The mortality caused in the nontarget populations should be kept in perspective and viewed in the context of the relative risk of using Bt in comparison to using available synthetic chemical insecticides. The latter typically have a broader spectrum of toxicity, and will kill pest and nontarget insects belonging to a wide range of insect orders. Because all Bt proteins have a very restricted spectrum of activity under field conditions, the use of Bt proteins is much more environmentally compatible than the use of chemical insecticides. Bt proteins may persist in the environment, when used in either insecticides or Bt-crops, but their toxic effects on nontarget predators and parasites is low and temporary, being reduced even further after the crop is harvested.
The Bt-transgenic potatoes — in the middle of two rows of nontransgenic potatoes — produce the Cry3A protein, which protects them from damage by the Colorado potato beetle, Leptinotarsa decemlineata.
It should also be obvious that as a control agent targeted to kill insect pests, Bt-crops will also reduce the predator and parasite populations, particularly the latter, that depend on the target insect for their reproduction.
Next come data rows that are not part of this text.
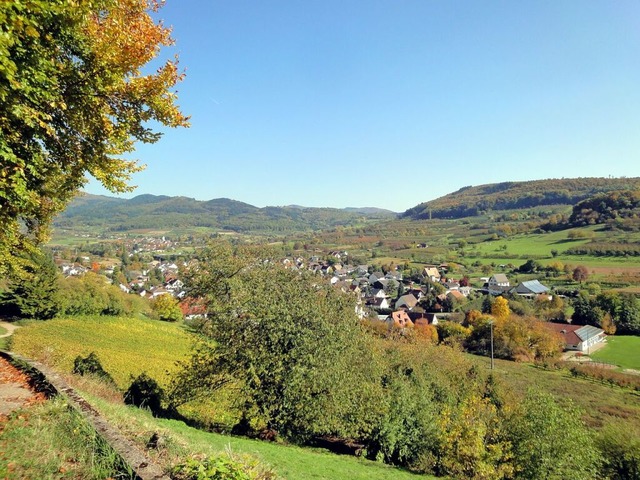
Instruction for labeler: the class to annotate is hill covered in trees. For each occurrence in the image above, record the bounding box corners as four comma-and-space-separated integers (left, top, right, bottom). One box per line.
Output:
54, 194, 396, 233
400, 177, 640, 220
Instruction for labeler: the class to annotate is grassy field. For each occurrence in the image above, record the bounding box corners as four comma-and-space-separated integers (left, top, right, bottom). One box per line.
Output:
469, 355, 640, 428
3, 318, 432, 480
0, 398, 133, 480
12, 317, 191, 388
88, 390, 424, 480
591, 335, 640, 370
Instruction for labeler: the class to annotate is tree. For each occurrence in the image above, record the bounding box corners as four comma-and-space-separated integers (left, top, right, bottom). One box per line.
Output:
509, 392, 600, 480
571, 265, 589, 283
151, 294, 182, 322
172, 242, 379, 438
615, 294, 640, 335
2, 250, 61, 320
0, 0, 188, 273
491, 297, 511, 320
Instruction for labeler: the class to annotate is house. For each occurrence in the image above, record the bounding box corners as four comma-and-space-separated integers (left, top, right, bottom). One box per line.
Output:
447, 290, 466, 302
422, 267, 440, 282
409, 312, 438, 327
178, 297, 207, 320
545, 323, 606, 353
396, 293, 418, 310
487, 273, 510, 295
369, 272, 384, 285
458, 287, 471, 297
509, 280, 549, 297
366, 297, 390, 310
371, 288, 389, 298
387, 310, 413, 328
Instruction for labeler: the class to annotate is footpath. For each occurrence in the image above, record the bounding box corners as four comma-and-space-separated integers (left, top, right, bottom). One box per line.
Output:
0, 321, 170, 480
0, 321, 38, 421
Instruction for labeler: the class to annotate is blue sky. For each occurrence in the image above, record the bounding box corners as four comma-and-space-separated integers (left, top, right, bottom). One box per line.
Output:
86, 0, 640, 211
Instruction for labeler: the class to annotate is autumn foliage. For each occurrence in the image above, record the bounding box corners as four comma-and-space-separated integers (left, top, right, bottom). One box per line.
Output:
0, 0, 188, 271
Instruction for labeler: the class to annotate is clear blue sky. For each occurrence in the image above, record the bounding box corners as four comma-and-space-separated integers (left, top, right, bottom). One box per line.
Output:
87, 0, 640, 211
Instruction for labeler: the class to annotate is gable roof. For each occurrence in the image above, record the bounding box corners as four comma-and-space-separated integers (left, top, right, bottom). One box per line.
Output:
396, 293, 418, 308
545, 323, 604, 345
489, 273, 509, 283
576, 325, 604, 342
511, 280, 549, 294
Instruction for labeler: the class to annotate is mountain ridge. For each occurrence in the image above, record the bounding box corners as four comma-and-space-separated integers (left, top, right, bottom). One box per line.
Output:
399, 177, 640, 220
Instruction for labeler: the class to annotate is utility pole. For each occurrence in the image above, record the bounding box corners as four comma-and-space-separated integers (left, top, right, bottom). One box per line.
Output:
489, 320, 493, 370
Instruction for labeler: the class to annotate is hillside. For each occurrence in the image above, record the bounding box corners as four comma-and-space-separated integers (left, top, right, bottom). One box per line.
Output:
54, 194, 396, 233
400, 177, 640, 220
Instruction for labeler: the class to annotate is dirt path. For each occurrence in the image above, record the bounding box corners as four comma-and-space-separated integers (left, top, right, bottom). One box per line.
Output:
0, 320, 20, 338
0, 357, 45, 422
0, 321, 44, 421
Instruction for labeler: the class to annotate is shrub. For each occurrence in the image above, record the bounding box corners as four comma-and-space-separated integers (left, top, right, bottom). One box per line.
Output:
72, 352, 115, 385
570, 365, 640, 391
171, 455, 277, 480
124, 372, 164, 417
597, 422, 640, 480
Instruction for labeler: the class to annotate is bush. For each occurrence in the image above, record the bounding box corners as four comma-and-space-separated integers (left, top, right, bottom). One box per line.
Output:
72, 352, 115, 385
597, 422, 640, 480
171, 455, 277, 480
570, 365, 640, 391
124, 372, 165, 417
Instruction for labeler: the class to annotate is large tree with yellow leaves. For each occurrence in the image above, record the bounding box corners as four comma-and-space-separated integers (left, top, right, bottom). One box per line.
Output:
0, 0, 188, 273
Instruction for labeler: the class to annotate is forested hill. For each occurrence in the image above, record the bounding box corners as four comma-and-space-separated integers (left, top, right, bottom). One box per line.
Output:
400, 177, 640, 220
54, 194, 397, 233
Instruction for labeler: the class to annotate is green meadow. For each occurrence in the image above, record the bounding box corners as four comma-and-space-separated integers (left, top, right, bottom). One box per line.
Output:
12, 317, 192, 388
590, 335, 640, 371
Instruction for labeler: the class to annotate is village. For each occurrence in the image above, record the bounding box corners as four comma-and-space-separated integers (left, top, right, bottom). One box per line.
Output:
56, 242, 606, 353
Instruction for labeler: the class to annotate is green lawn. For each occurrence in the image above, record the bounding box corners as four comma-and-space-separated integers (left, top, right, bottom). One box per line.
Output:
12, 317, 191, 388
88, 396, 424, 480
468, 354, 640, 429
591, 335, 640, 370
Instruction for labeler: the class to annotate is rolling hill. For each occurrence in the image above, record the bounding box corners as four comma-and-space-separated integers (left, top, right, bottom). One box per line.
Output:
400, 177, 640, 220
54, 194, 397, 233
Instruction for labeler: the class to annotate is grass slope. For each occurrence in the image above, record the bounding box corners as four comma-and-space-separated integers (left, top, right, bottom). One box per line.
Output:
88, 396, 424, 480
590, 335, 640, 370
12, 317, 191, 388
470, 355, 640, 428
0, 398, 133, 480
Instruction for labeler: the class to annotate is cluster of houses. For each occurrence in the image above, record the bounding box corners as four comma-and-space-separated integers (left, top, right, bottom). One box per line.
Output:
55, 248, 605, 352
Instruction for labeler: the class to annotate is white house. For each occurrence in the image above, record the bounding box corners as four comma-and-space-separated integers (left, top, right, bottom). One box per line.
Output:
545, 323, 606, 353
487, 273, 510, 295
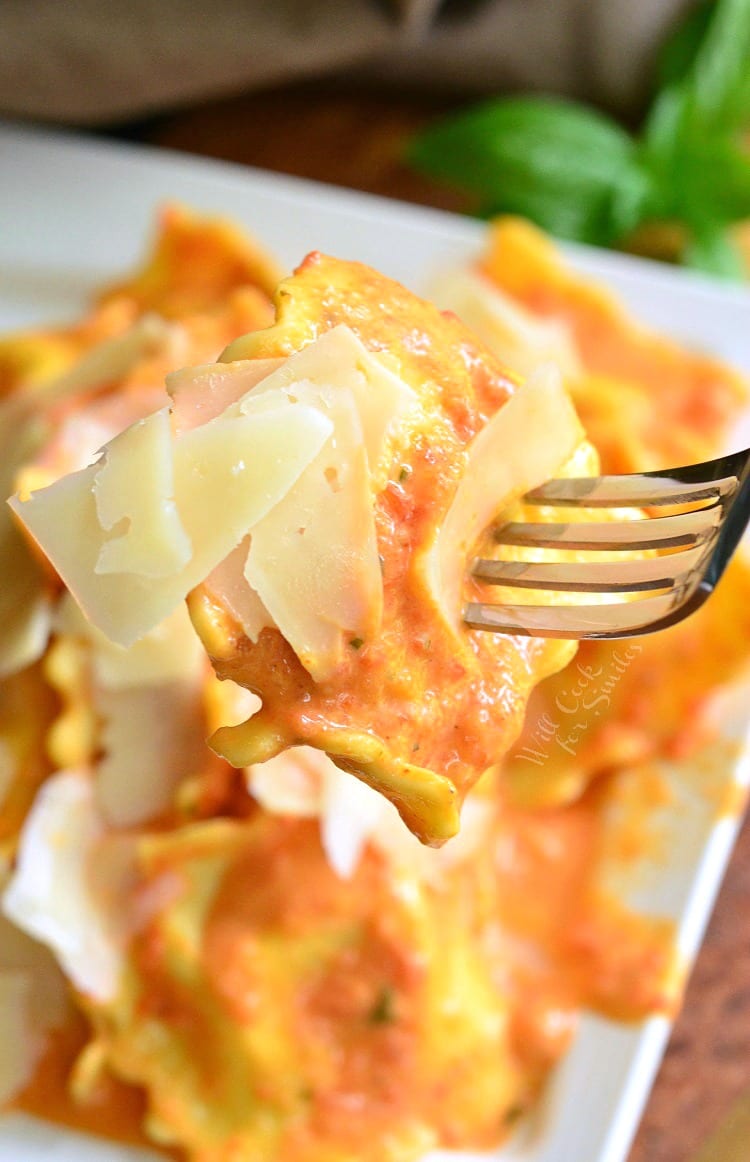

Again, the mortality caused by Bt in these nontarget populations must be kept in perspective. Most crop production, especially that of field, vegetable and fruit crops, occurs in monocultures that are not natural ecological habitats. The crop uniformity characteristic of these monocultures permits pest insects as well as their predators and parasites to build up into populations that are much larger than those that would occur in more diverse natural habitats. In this context, the use of Bt-crops has a neutral effect in that it reduces predators and parasite populations that would not occur if it were not for the unnatural presence of a large crop habitat and concomitantly large host pest populations that the predators and parasites use as a resource. Moreover, even in the unnatural ecological habitat of a crop monoculture, the use of Bt, owing to its greater specificity, will have less impact overall on the predator and parasite populations than will the use of broad spectrum chemical insecticides.
Bt-crops provide an effective and environmentally safe alternative to conventional pest control methods. It is easy at present to be critical of first generation Bt-crops, as they represent simple constructs that could fail. However, with any new technology, there are likely to be problems. More importantly, tools and concepts have already emerged for making better second and third generation transgenic insecticidal crops, and this trend should continue. It is important to keep in mind that transgenic crops have the potential not only of being better from an agronomic perspective, but as they greatly reduce the need for synthetic chemical insecticides, they are much better for the environment, especially nontarget organisms, including the predators and parasites used in biological control.